Demonstrate the viability of our algorithms in a working prototype system which is based on the
data warehousing approach to interoperation. We refer to our system as "Integration Wizard"
(IWiz) since it lets users access and retrieve information from heterogeneous sources without
knowledge about the underlying sources providing the data. Besides representing research in its
own right, the goal of this prototype implementation is to build a testbed for analyzing our
algorithms and to provide an opportunity for our students to get hands-on experience with a
working integration system.


Joachim Hammer






UNIVERSITY OF FLORIDA TECHNICAL REPORT TR99-019, GAINESVILLE, FL 32611-6120


3 Research Issues
During the course of this project, we will investigate the following issues:

3.1 Common Data Model and Representation
One of the most important issues facing the researchers in this project is the choice of data model
and representation which will be used by the algorithms and components in IWiz. To date, there are
many proposals for data models suitable for representing information in an integrated system: Stanford's
Object Exchange Model used in the TSIMMIS project [13], ODMG's object model used in Garlic at IBM
Almaden [9], rule- and logic-based systems such as KIF and KQML, and lately XML (eXtensible Markup
Language) [4], a proposed document format for exchanging data on the Web. Advantages of XML are its
self-describing nature, the clear separation of schema and data, the ability to define new metadata such as
data types (Document Type Definition DTD) and presentation rules (eXtensible Stylesheet Language -
XSL [20]), as well as the close connection to the Web and HTML for presentation purposes.
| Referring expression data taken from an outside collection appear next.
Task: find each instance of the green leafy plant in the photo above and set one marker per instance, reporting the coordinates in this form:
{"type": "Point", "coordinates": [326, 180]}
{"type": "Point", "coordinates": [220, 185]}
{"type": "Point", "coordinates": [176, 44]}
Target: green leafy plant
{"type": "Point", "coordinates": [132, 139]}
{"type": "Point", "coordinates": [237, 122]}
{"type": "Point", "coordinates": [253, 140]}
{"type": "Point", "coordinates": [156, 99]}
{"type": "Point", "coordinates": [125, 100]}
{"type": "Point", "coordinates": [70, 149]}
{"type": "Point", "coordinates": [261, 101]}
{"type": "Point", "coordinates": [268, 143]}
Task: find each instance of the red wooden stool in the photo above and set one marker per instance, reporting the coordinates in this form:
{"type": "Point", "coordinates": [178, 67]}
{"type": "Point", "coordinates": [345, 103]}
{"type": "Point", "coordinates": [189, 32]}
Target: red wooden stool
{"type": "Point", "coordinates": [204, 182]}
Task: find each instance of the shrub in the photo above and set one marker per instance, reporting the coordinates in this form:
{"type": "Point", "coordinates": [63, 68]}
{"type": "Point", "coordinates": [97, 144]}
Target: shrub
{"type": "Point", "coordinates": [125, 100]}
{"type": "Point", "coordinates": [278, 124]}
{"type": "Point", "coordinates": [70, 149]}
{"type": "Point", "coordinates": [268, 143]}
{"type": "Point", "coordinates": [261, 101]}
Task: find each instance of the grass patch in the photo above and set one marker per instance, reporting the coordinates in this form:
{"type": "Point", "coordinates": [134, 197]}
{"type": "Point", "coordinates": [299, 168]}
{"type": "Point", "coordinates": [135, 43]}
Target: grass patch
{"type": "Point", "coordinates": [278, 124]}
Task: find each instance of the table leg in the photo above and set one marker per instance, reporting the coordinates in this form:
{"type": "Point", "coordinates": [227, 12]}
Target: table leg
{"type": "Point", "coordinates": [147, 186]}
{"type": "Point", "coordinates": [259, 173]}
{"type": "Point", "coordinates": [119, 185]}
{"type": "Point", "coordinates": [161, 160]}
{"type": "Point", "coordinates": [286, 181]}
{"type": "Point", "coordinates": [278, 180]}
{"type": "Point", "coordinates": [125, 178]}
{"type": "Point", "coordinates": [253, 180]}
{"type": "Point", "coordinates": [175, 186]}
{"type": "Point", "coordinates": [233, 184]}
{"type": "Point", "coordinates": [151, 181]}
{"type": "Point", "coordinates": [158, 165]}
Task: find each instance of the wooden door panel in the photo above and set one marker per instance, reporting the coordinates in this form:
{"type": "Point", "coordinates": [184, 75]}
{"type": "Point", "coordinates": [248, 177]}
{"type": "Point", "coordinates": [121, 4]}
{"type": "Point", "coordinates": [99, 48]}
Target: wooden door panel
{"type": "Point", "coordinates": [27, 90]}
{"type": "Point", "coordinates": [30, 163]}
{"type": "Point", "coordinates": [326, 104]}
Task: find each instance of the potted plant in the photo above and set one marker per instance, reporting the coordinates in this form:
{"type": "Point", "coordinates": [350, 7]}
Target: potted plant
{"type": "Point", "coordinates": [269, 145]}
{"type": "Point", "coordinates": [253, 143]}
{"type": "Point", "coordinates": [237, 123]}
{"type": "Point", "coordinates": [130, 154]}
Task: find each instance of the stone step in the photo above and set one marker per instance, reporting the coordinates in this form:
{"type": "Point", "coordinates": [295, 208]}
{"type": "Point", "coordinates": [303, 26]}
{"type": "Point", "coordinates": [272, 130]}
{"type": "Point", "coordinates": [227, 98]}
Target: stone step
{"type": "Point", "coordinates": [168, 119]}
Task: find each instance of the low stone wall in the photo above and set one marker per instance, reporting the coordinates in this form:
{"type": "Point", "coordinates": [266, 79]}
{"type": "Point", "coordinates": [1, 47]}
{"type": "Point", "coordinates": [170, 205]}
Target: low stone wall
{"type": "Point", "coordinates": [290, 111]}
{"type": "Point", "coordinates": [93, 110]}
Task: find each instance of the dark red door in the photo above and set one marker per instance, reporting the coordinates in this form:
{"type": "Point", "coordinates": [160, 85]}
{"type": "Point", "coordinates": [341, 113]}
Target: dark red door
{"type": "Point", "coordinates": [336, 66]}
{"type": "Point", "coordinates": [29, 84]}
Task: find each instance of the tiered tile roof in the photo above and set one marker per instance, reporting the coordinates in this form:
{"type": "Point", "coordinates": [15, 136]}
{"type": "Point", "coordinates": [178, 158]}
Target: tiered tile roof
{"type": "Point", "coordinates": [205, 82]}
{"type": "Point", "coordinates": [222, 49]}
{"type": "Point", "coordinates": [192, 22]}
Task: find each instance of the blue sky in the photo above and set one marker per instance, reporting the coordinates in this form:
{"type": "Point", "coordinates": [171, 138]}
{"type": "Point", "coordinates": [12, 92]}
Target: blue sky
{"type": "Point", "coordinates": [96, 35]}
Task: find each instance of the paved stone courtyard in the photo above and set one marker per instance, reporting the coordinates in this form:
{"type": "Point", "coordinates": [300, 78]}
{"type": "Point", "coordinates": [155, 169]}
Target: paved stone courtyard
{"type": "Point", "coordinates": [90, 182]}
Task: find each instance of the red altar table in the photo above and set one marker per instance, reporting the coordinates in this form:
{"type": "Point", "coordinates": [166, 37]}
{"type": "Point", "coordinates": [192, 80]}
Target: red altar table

In addition,
there are already a number of XML parse programs available and the tool support is growing. Although
XML has recently only entered its final approval stage, we believe that it will become standard and that
industry support for generalized XML and its specific formats will quickly make XML tools as ubiquitous
as those for HTML.
However, since XML is only a document format, we also need the ability to map XML-encoded
information into a true data model. Given its closeness to the object-oriented model with its ability to
store objects persistently, the combination XML (for data formatting) and an object model (for the
internal data representation) appears to be promising. Based on our initial investigation, we see the
opportunity for XML to make data integration as it has been envisioned in many research projects a
reality. Therefore, we have decided to use XML as our common data representation and the Document
Object Model (DOM) [15] as our internal data model for storing and manipulating XML data. However,
DOM lacks some of the features found in true object-based data models; thus we may replace it with a
real 00 data model to simplify the integration of an OODBMS as our warehouse.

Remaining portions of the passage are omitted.